Friday, April 26, 2013

John and John: Openness to Biblical Criticism

My church started a new Bible study last night.  We're going through John's Gospel: Wisdom from Ephesus, with Michael Card

What impressed me most last night was the openness of people in the group, and Michael Card on the DVD, to scholarly ideas about the composition of the Bible.  The pastor was saying that he learned from the History Channel's miniseries on the Bible that the John who wrote the Gospel of John was not the same person as the John who wrote the Book of Revelation.  Someone else in the group, who is rather conservative and evangelical yet is part of the more liberal Evangelical Lutheran Church of America (ELCA), said that he was in a Bible study group about the Book of Revelation, and it was discussing the question of whether the same person wrote the Gospel of John and the Book of Revelation.

I had something to contribute to this discussion, for I got back into reading Lee Harmon's Revelation: The Way It Happened (and my blog posts on that book will appear starting June 25).  I happened to read the night before my Bible study Lee's discussion of the authorship of Revelation, so the issue was fresh in my mind.  I told the group about reasons that many scholars believe that John's Gospel and Revelation are by different people (different Greek styles), while also explaining the arguments of conservative scholars who maintain that the same guy wrote both books (i.e., literary reasons for the stylistic differences, and patristic ascription of Revelation to the apostle John).  I'm happy when I can come across as smart, as rarely as that happens! 

On the DVD, Michael Card was saying that Matthew and Luke base the outline of their story on the Gospel of Mark, so he was essentially agreeing with Markan priority.  While Card believes that John, the author of John's Gospel, was an eyewitness to Jesus, he seems to think that there's more to what John is doing than simply writing down what happened.  According to Card, John's Gospel was written much later than the synoptics, and so John had more time to reflect about the significance of Jesus.  The implication of this is that we see in John things that happened, mixed with John's retrospective and theological reflections about Jesus' significance.

I enjoyed hearing Michael Card talk about some of the differences between John's Gospel and the synoptics.  John leaves out some of the things that other Gospels have, while going in a different direction.  John, unlike Matthew and Luke, does not have a birth story about Jesus, but John does discuss the incarnation.  John does not have a Last Supper scene, but he does describe what happened after the Last Supper.  John, unlike the synoptics, does not have parables, but Jesus in John's Gospels is himself a parable----Jesus is the light of the world who goes on to open the eyes of the blind, and Jesus is the bread of life who feeds the multitudes.

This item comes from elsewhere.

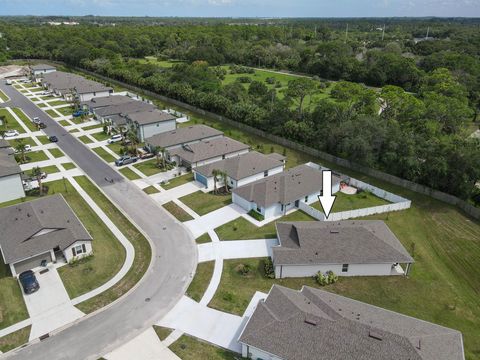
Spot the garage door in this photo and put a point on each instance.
(32, 262)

I'm appreciative whenever an evangelical acknowledges some human element in the Bible, because that is a good counterweight to the ideas about the Bible that a number of conservative Christians hold: that all of the Bible's words were spoken or dictated by God.  I know that there are many conservative Christians who would distance themselves from this model of revelation, but there are still a number who hold fast to it.

I'm doubtful that some of the people in my group would be open to other conclusions that biblical scholarship has made: the view that Moses did not write the Pentateuch but that it contains contradictory sources or layers, or the idea there there are multiple hands in the Book of Isaiah.  It doesn't really tax one's faith to say that different Johns wrote John's Gospel and the Book of Revelation.  After all, even according to traditionalists, the Bible contains the work of more than one author!  But to say that Moses did not write the Pentateuch does not sound right to a number of conservative Christians, one reason being that Jesus seems to attribute parts of the Pentateuch to Moses.  The same would go for the question of how many Isaiahs there are.  And, for some reason, there are a number of conservative Christians who wouldn't be open to the idea that Paul did not write all of the letters attributed to him.  I think that the reason for their discomfort here is that such a view would make the letters less authentic----they'd like for a letter that is attributed to Paul to be from Paul, not from some unknown who was pretending to be Paul.

Moreover, I'm not sure if people in the group would acknowledge that the Bible contradicts himself.  Some in the group are more open to that than others.  When John's Gospel is different from the synoptics, that's not a contradiction, in the eyes of many conservative Christians.  Rather, John's Gospel and the synoptics are highlighting different aspects of the truth.